# Do all DSL modems need to be bridged in order to use a router?



## newhere123 (May 10, 2007)

Right now, I'm using an ATT wired DSL modem with a wired Linksys router. The modem has to be bridged in order for me to use the router, but this is annoying because I always have to plug the router in about 10 seconds after the modem. Linksys indicated that using modems from companies aside from ATT are usually fine without bridging anything, but ATT indicated that all routers need all modems to be bridged. I'm thinking about getting a new DSL service and maybe a wi-fi router, but I want to know if using a company aside from ATT or a third-party DSL modem or a non-Linksys router would prevent the need of bridging the modem and powering one on before the other.


----------



## johnwill (Sep 26, 2002)

Try this without bridging the modem.

Connecting two (or more) SOHO broadband routers together.

*Note:* _The "primary" router can be an actual router, a software gateway like Microsoft Internet Connection Sharing, or a server connection that has the capability to supply more than one IP address using DHCP server capability. No changes are made to the primary "router" configuration._

Configure the IP address of the secondary router(s) to be in the same subnet as the primary router, but out of the range of the DHCP server in the primary router. For instance DHCP server addresses 192.168.0.2 through 192.168.0.100, I'd assign the secondary router 192.168.0.254 as it's IP address, 192.168.0.253 for another router, etc.

_*Note: Do this first, as you will have to reboot the computer to connect to the router again for the remaining changes.*_

Disable the DHCP server in the secondary router.

Setup the wireless section just the way you would if it was the primary router, channels, encryption, etc.
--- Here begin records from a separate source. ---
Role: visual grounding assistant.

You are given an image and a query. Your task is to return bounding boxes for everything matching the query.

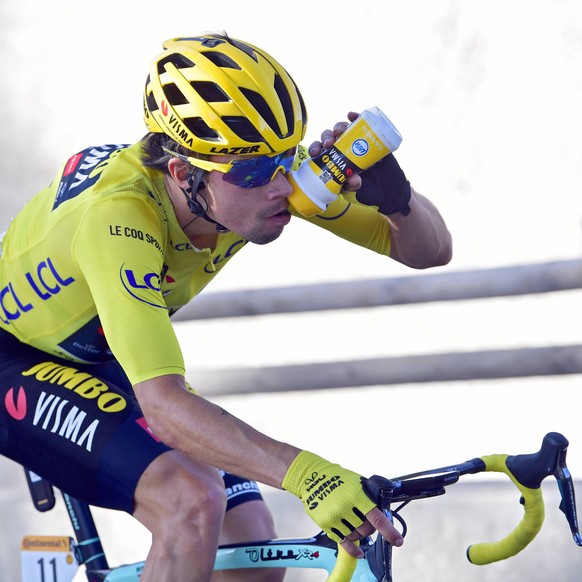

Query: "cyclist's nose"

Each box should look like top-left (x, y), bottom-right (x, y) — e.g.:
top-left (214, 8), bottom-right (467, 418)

top-left (268, 168), bottom-right (293, 199)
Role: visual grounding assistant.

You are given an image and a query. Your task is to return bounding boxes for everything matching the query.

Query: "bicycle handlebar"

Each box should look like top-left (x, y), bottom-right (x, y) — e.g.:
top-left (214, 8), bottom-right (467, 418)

top-left (328, 432), bottom-right (582, 581)
top-left (467, 432), bottom-right (582, 565)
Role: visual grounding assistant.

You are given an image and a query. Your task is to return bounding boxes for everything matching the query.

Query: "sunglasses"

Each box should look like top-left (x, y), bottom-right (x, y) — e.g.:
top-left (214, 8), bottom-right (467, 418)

top-left (162, 148), bottom-right (296, 188)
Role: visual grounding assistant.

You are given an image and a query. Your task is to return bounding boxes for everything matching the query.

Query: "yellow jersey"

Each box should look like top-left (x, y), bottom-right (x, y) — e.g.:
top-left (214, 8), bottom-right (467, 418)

top-left (0, 142), bottom-right (390, 384)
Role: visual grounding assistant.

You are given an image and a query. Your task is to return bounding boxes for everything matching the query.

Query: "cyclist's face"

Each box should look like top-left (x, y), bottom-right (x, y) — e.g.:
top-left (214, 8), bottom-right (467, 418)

top-left (203, 156), bottom-right (293, 244)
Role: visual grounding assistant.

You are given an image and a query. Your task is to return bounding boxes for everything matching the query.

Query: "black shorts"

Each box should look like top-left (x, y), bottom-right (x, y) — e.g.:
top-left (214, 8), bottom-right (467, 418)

top-left (0, 330), bottom-right (261, 513)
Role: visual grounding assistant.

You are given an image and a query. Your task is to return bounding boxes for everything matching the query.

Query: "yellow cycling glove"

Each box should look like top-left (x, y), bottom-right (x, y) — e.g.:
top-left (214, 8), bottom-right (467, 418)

top-left (283, 451), bottom-right (376, 542)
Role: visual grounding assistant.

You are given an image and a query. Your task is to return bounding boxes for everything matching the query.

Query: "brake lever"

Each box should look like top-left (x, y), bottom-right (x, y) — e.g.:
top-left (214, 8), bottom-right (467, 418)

top-left (553, 448), bottom-right (582, 546)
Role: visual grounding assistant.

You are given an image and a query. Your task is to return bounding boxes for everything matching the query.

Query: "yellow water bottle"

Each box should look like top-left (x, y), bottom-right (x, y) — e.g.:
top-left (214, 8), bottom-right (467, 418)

top-left (287, 107), bottom-right (402, 216)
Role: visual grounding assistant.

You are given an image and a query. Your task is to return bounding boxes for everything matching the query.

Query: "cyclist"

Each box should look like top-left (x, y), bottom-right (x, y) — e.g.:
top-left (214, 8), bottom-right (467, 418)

top-left (0, 34), bottom-right (451, 582)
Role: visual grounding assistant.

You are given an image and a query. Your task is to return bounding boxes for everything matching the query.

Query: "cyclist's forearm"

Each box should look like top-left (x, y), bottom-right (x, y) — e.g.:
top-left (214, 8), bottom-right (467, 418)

top-left (134, 375), bottom-right (300, 487)
top-left (387, 189), bottom-right (452, 269)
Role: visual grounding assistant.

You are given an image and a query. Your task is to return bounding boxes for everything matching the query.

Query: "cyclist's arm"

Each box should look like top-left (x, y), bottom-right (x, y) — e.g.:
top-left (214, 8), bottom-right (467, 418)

top-left (134, 374), bottom-right (402, 557)
top-left (302, 137), bottom-right (452, 269)
top-left (134, 374), bottom-right (299, 488)
top-left (386, 188), bottom-right (452, 269)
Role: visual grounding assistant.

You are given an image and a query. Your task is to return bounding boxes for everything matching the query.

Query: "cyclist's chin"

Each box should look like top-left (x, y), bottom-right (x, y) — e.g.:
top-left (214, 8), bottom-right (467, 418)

top-left (245, 226), bottom-right (285, 245)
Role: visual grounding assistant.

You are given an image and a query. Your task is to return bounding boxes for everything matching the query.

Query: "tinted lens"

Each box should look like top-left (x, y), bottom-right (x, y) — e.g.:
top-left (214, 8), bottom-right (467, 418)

top-left (222, 152), bottom-right (295, 188)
Connect from the primary router's LAN port to one of the LAN ports on the secondary router. If there is no uplink port and neither of the routers have auto-sensing ports, use a cross-over cable. Leave the WAN port unconnected!

This procedure bypasses the routing function (NAT layer) and configures the router as a switch (or wireless access point for wireless routers).


----------



## newhere123 (May 10, 2007)

That suggestion seems a little over my head, but who knows maybe I can do it.

I have a wired router already. Would I be able to use this along with a wired dsl modem along with a wifi router so I can power them all on at once while still providing the internet connections and hardware sharing to a network?

Also, is there any modem/router combo device so I can have a network and turn only one device on?


----------



## johnwill (Sep 26, 2002)

Obviously, the modem is a modem/router. Since you didn't provide any make/model numbers, that's just a guess, but the only reason for bridging is because you are bypassing the NAT layer in a modem/router.

Why not just leave the modem on? If you turn off the router, nothing is connected anyway. Are you trying to save the 5-10 watts of energy?


----------



## newhere123 (May 10, 2007)

Sometimes I have to unplug everything, so I wanted to avoid any delays about plugging stuff in. Funny thing, though: when first taking to ATT and Linksys support, I found that even with bridging I had to turn the modem on first, wait, turn the router on second, and then turn the computer on. But I just tried turning all three on at once, and it worked.


----------



## johnwill (Sep 26, 2002)

The best method is to turn them on in sequence, but most modem and router combinations will sort themselves out after a time if they're powered on together. The process will just be a bit quicker if the modem has a connection when the router attempts to initialize.


----------